Havana (AFP) – Faced with a severe energy crisis exacerbated by US sanctions, private companies in Cuba are attempting to import fuel after the island’s government agreed to end its monopoly on the sector. The fuel crisis, already chronic due to the communist government’s lack of foreign currency, has worsened significantly since the halt of Venezuelan oil deliveries and Washington’s threats to impose tariffs on any country selling Cuba oil. On the island of about 9.6 million people, diesel sales are now suspended and gasoline sales are drastically rationed.
“We bought an isotank…through a state-owned importer,” the owner of a private company planning to import nearly 25,000 liters of diesel from the United States told AFP on the condition of anonymity, referencing a container used to transport diesel. “They should deliver it this week.” The operation is being carried out under a license issued by the US Office of Foreign Assets Control (OFAC), a branch of the Treasury Department, which allows private businesses on the island to import certain products, including fuel. A source close to the matter confirmed to AFP that Cuban private entrepreneurs were also seeking to import diesel from countries neighboring Cuba, as well as from Europe.
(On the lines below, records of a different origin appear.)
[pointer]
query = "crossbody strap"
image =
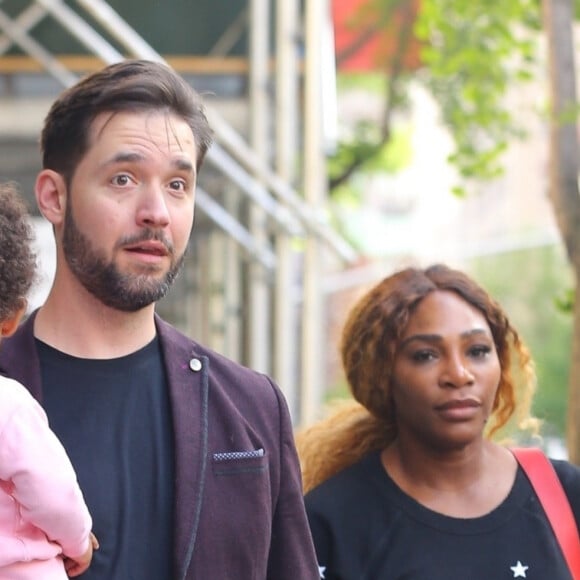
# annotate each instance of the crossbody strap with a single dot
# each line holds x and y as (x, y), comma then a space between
(550, 492)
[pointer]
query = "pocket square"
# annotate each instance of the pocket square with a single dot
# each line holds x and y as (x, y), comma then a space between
(231, 455)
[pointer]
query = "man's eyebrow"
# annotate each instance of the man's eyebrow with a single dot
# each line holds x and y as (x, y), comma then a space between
(124, 157)
(184, 165)
(133, 157)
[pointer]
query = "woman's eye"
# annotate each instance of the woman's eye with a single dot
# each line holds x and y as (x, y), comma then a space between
(423, 356)
(479, 351)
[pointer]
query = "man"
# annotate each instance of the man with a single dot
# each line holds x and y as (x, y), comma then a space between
(186, 459)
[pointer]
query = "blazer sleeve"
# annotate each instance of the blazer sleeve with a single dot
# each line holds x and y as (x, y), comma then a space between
(292, 555)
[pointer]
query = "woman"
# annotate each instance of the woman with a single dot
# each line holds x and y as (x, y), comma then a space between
(408, 483)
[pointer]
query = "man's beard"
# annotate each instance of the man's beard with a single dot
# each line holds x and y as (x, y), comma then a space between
(102, 278)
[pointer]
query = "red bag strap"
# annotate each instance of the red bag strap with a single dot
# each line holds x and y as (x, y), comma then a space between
(550, 492)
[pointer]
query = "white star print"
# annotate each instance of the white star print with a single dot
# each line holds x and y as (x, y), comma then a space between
(519, 570)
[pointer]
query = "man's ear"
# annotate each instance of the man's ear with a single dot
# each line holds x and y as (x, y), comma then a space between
(50, 190)
(9, 326)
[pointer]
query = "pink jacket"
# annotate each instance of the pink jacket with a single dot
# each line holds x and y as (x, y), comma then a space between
(42, 511)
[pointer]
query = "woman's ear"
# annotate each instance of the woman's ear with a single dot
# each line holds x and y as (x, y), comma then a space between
(10, 324)
(50, 190)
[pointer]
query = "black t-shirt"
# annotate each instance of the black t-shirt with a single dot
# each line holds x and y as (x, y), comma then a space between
(114, 420)
(366, 528)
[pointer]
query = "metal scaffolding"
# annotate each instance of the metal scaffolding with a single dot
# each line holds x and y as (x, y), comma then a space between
(248, 261)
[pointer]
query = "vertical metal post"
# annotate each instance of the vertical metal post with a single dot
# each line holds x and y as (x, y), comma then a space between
(259, 298)
(286, 339)
(315, 190)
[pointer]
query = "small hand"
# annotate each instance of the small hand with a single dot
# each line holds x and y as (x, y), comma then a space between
(76, 566)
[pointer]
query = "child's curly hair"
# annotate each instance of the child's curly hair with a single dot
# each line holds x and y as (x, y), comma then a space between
(17, 259)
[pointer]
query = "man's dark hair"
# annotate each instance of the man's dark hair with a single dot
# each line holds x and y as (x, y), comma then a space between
(130, 85)
(17, 259)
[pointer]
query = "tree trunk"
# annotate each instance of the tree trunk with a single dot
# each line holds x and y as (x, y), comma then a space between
(558, 22)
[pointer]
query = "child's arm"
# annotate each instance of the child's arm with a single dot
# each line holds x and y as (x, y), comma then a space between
(44, 482)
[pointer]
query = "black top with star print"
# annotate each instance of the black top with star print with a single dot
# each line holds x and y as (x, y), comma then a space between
(367, 528)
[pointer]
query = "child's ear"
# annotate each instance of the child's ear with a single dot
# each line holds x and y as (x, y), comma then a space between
(10, 324)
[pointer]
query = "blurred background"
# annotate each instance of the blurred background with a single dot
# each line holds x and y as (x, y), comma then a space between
(353, 137)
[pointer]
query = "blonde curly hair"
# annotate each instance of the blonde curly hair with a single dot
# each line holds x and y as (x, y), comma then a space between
(368, 346)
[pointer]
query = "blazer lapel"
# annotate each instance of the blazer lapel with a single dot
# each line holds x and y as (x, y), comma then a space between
(187, 375)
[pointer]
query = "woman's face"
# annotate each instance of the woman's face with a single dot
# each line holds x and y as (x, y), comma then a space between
(446, 374)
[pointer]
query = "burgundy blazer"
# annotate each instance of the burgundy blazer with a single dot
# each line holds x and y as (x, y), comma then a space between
(239, 510)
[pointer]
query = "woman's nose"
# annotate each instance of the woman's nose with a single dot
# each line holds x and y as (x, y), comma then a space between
(457, 373)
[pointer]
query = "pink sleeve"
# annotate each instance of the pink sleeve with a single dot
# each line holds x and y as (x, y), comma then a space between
(45, 484)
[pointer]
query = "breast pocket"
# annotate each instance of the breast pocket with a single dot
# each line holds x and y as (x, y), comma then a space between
(228, 463)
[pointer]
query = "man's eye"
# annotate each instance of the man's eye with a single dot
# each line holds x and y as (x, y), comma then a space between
(121, 180)
(177, 185)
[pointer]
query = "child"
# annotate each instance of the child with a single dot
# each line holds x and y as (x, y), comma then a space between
(44, 522)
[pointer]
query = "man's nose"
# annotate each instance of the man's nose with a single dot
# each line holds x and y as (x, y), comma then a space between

This type of OFAC license was granted several years ago, but the Cuban government only recently authorized private fuel imports in response to the severity of the crisis. While the crude oil produced in Cuba powers the country’s power plants, the island is dependent on imports for diesel and liquefied petroleum gas. “Diesel has an impact on decentralized (electricity) production through generators,” and also on “transportation, agriculture and the water sector,” Jorge Pinon, a researcher at the Energy Institute at the University of Texas, told AFP.
When announcing a series of emergency measures to conserve electricity and fuel this month, Deputy Prime Minister Oscar Perez-Oliva Fraga also mentioned a new provision allowing companies to purchase fuel, though he provided few details. The businessman interviewed by AFP said authorities have “not set any limits” on his fuel purchases, though he noted he cannot sell it to third parties. The state previously had a monopoly on fuel sales in Cuba, but the government, caught between the US embargo, the structural weaknesses of its centralized economy, and social discontent, opened certain sectors to small and medium-sized enterprises in 2021.
Currently, however, authorities have provided no details on the conditions that private companies wishing to import fuel must meet. Safety controls, validated by the fire department, must be implemented for the storage of this fuel, the businessman told AFP, but “the institutions themselves are not able to clearly outline all the steps.” According to Oniel Diaz, a consultant for private businesses, some entrepreneurs are already “at a very advanced stage in the import process.” He said the possibility to import fuel opened up new opportunities for the private sector, but he noted there are still obstacles in the process, including companies’ abilities to make foreign payments and transport the fuel. Another main concern, Diaz noted, is the risk of clashing with the Trump administration’s push to cut off fuel sales to the island.